Sound Advice: Soul Movement Vol. 2, by Slakah the Beatchild

Artist-producer Slakah the Beatchild can be described in one word: underrated.

Soul Movement Vol  2

Long an underground Toronto music scene favourite, Toronto-by-way-of-Sarnia wunderkind Slakah the Beatchild is well connected, having previously worked with artists Justin Nozuka, Melanie Durrant, and a pre-world-famous Drake.

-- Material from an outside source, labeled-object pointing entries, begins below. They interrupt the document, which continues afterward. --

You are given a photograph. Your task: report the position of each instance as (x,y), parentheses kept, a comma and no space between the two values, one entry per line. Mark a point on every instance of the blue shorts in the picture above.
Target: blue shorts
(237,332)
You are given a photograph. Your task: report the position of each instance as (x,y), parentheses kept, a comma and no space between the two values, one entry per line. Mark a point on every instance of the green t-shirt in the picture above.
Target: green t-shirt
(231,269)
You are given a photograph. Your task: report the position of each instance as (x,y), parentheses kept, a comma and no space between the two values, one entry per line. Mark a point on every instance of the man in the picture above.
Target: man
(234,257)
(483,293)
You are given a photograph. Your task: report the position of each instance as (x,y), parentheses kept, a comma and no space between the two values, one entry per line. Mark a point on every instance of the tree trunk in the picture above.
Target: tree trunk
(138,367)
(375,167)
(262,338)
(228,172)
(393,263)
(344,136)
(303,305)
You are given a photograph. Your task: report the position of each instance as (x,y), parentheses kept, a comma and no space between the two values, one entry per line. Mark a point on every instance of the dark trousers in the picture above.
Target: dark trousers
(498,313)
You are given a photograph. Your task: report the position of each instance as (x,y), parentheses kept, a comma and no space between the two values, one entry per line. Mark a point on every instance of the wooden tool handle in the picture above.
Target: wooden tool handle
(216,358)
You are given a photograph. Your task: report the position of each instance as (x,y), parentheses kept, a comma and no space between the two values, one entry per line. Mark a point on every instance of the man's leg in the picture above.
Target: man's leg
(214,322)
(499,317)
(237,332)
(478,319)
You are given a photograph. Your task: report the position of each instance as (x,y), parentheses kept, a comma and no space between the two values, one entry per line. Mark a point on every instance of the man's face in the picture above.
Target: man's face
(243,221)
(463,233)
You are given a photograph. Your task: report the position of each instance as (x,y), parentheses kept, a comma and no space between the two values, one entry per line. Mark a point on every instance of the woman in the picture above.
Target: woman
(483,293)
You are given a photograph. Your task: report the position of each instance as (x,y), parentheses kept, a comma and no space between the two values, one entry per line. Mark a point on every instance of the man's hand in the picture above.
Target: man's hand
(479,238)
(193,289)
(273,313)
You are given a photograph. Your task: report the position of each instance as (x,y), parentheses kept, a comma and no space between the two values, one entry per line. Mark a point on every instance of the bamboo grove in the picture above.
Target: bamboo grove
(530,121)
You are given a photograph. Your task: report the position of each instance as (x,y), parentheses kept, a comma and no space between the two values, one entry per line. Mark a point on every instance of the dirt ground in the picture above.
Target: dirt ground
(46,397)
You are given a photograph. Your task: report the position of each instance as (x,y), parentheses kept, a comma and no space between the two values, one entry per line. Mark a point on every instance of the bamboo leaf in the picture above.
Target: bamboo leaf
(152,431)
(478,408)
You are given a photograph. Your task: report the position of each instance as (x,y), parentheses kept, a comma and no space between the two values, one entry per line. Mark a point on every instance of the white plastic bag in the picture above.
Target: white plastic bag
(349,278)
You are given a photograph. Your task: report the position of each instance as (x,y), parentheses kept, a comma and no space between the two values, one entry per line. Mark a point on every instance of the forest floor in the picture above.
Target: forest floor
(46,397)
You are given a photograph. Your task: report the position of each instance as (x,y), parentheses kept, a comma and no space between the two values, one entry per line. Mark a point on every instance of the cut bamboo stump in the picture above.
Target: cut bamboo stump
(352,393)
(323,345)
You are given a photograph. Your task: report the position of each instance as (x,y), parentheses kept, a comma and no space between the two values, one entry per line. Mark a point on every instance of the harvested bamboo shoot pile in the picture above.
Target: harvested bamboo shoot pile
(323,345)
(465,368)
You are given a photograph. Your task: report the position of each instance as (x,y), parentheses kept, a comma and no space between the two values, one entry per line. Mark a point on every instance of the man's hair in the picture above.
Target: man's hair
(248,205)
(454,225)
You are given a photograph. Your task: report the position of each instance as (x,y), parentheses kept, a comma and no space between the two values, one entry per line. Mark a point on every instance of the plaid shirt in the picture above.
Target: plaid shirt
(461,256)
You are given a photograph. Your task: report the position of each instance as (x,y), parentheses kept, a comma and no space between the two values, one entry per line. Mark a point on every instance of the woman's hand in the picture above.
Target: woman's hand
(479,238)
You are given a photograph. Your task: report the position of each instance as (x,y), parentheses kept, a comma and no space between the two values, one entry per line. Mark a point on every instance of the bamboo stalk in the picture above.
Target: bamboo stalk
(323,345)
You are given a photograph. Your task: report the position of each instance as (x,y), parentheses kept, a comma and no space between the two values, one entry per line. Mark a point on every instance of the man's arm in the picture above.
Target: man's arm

Slakah, real name Byram Joseph, terms himself a “performing producer”—some might recall his “psychedelic” pop turn on the critically well-received The Other Side of Tomorrow album under his alter ego The Slakadeliqs in 2012. This time out, Slakah returns to his more hip-hop/R&B-oriented sound with The Soul Movement Vol. 2. If you missed it when it first dropped last February, stop sleeping and get tweaked to cool loungin’-type vibes heavily influenced by ’90s-era hip-hop and soul. That doesn’t mean it sounds dated—it manages to recontextualize the classic sound for post-millennial audiences.

The followup to 2008’s Soul Movement Vol. 1, Vol. 2 is a Toronto love-in, with folks like Tanika Charles (“Love Fool”), Ayah (“Keep Up”) and Glenn Lewis (“Number One”) all making welcome appearances. Tracks like “Byram’s Groove (Cut A Rug),” “Stompthatflo” (featuring fellow Toronto artist Spek Won), and the radio-friendly “Us Theory” set the groove.

Slakah’s production is proficient—he crafts a signature sound designed to get heads nodding. While being a vocalist isn’t his core competency, he’s up to the task, content to ride the vibe for all it’s worth. It’s a sound that could get played out after a while—but at the moment, it’s unlike anything his contemporaries are doing.

R&B/soul tends to be underrepresented as a genre across the Canadian music landscape, but Slakah the Beatchild’s latest project reps hard, reps loud, and offers up a chill musical experience overall.